While 237,000 hectares were “consumed” between 20011 and 2020, we would have to make do with 124,000 hectares between 2021 and 2030, i.e. a shortfall of 113,000 hectares. According to the specific needs of each sector, Arthur Loyd thus deduced a “theoretical lack of hectares to artificialize”. On this map, the Western arc stands out very strongly with 20 employment areas, or only 7% of the total number of territories of this type which concentrate a quarter of the land shortages. A map which illustrates in particular the strong power of attraction of coastlines. Conversely, 6 territories, mainly located in the Far East, are in surplus: they have used less land-forming in the past than will be allowed in the current decade.

Critical situation

The result is a Top 20 employment areas where the situation promises to be the most critical. According to the study, these land shortages are unsurprisingly expected to worsen the rise in real estate costs in the long term. This concerns the regional metropolises at the top of this ranking, such as Toulouse, Bordeaux, Nantes, Rennes or Lyon, but also much more “peripheral” territories. We thus find Dax very high in this ranking as well as Pau, Perpignan, Auch and Le Mans. “Our study shows that the account is not currently thereunderlines Cevan Torossian, director of the Studies & Research department at Arthur Loyd.
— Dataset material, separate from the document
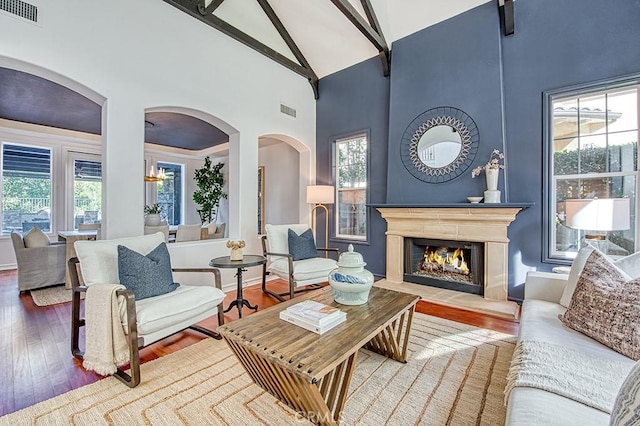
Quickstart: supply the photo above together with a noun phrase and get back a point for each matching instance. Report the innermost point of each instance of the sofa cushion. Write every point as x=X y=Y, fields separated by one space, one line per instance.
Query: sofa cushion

The ambitions and the display of this ZAN law are entirely laudable but we lack operational tools and measurements to know precisely its impacts. There should be a moratorium to evaluate these points and refine the approach.”

If the objectives of the ZAN will make it possible to increase the development of industrial wastelands and the conversion of obsolete buildings, these operations remain costly and time-consuming to implement. In the meantime, this should further increase the cost of land and push some elected officials, as is already the case currently, to be reluctant to grant new building permits. Not to mention economic development which could also suffer the repercussions between an increase in the real estate budget for the strongest and the impossibility of setting up their activities for more fragile players.
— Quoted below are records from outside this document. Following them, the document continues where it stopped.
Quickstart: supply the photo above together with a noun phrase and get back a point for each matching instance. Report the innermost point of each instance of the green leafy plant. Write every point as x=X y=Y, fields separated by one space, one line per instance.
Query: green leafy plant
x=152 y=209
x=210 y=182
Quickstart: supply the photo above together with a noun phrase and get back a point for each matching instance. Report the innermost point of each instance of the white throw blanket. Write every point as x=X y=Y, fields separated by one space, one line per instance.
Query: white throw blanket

“What is especially problematic is that this system risks favoring the largest and most powerful, estime Cevan Torossian. For businesses, we are already seeing that administrative facilities are being deployed for giga green factories or solar farms while small companies will find themselves entangled in administrative difficulties. Same thing for housing, where complex restructuring or change of destination operations can be financed in metropolises where real estate is expensive rather than in medium-sized towns.” To avoid these various biases and difficulties, the authors of the study estimate that a moratorium of 18 to 24 months on the application of the ZAN objective would be necessary.